Strong electron-withdrawing groups promote ionization and also contribute
to higher activity: only 3 (4, 9, 31) out of 24 compounds with log(1/EC50) > 6
have
pKa > 6.5 (Table 1). However, lipophilic moieties including alkyl chains and two or
three ring systems also affect the binding as well as disposition,
so the structure–activity relationships are complex.
Binding of Alkyl-Chain Analogues
The strongest binders,
compounds 17 and 18 (Table 1, log K > 4) with a 3-formylamino group
in
the salicylamide ring predominantly bind as neutral species in the
closed conformation.
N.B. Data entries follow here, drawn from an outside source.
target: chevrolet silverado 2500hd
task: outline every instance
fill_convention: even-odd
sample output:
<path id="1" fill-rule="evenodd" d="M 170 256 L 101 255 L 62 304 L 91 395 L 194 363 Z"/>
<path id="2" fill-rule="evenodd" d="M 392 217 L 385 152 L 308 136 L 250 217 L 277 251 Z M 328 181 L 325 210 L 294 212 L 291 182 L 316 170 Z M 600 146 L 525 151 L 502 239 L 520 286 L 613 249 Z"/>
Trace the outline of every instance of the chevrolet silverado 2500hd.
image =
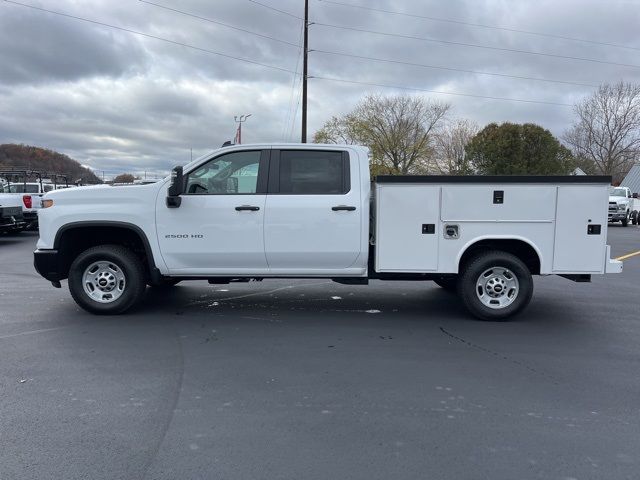
<path id="1" fill-rule="evenodd" d="M 532 275 L 620 272 L 609 177 L 379 176 L 364 147 L 222 148 L 150 185 L 49 192 L 38 272 L 93 313 L 208 279 L 433 280 L 481 319 L 522 310 Z M 582 208 L 576 213 L 575 204 Z"/>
The shorter alkyl chains may allow sufficient
conformational freedom for these two compounds to make the best possible
interactions in the binding site, leading to high binding affinities.
Long-chain analogues (compounds 19–22 and 24, Table 1) predominantly
bind in ionized open conformations or sometimes in ionized closed
conformations, as seen for compounds 1 and 25. All long-chain analogues exhibit low to average binding affinity,
possibly because of steric clashes of long chains in packed conformations
(Figure 5d) with the sterically unfavorable
regions in the midsection of the binding site.
Binding of Two- and Three-Ring Analogues
Compounds
with a 2-NO2 or 5-NO2 group in the salicylamide
ring bind predominantly as ionized species, either in open or closed
conformations, depending upon the presence of a 3-Cl substituent in
the second ring (the absence of which seems to be compensated by the
presence of a 2-Cl or 4-CF3 substituent in the third ring).
Compounds 3, 6, 12, 14, 26, 28, and 29 with a 3-Cl substituent
in the second ring mainly bind in the open conformation, although
compounds 12 and 29 bind about equally in
the closed conformation as well, and compound 28 shows
slightly higher preference for the closed conformation. This variation
is possibly affected by the presence of a carbonyl linker group between
the second and third rings in compound 12 and 4-SCF3 and 3-CF3 groups in the third ring of compounds 28 and 29, respectively. Compounds without a
3-Cl substituent in the second ring (8, 11, 13, 23, 27, and 30) bind predominantly as ionized species and show higher preference
for the closed conformation. The absence of steric hindrance by a
chlorine substituent in the second ring allows these compounds to
assume the preferred closed conformation with an intramolecular H-bond
between the amideNH and phenoxide ion. Compound 16 (with
a 5-NO2 group in the first ring and a 3-Cl substituent
in the second ring) prefers to bind in the closed conformation, possibly
because of the presence of a thioether linkage between the second
and third rings, resulting in a longer linker. The most active in
this series, compound 7 with a 5-CN substituent in the
salicylamide ring, binds predominantly as an ionized species in the
open conformation.
Influence of Disposition
The disposition of antimycins
in female worms of Dipetalonema viteae after 120 h of exposure[52] can be visualized
for individual compounds as the difference between the experimental
log(1/EC50) values and the log K values
(Table 1) calculated from the affinity part
of the DF-MSMM CoMFA model (eq 1). These values
are plotted as a function of the drugs’ lipophilicity (log P) and acidity (pKa) in Figure 7, along with the surface given by the disposition
part of the DF-MSMM CoMFA model (eq 1) with
optimized coefficients. The shape of log DF(P,Ka) is remarkably nonlinear: it is essentially
composed of interconnected planes positioned at varying angles. No
further curvatures are expected, according to the model, as the planes
extend in all four directions to the limit property values, so this
conceptual function safely predicts outside of the property ranges.[33] Disposition significantly modulates the bioactivity
of antimycins by ∼5 log(1/EC50) units. Using the
correct form of the DF for the correlations is essential, because
its peculiar shape (Figure 7) is difficult
to emulate by polynomials, which are too flexible to approximate the
planar areas.[33]
Figure 7
Dependence of the pseudoequilibrium,
membrane-based DF on lipophilicity
and acidity, as given by the disposition part of eq 1 with the optimized coefficient values listed in the text.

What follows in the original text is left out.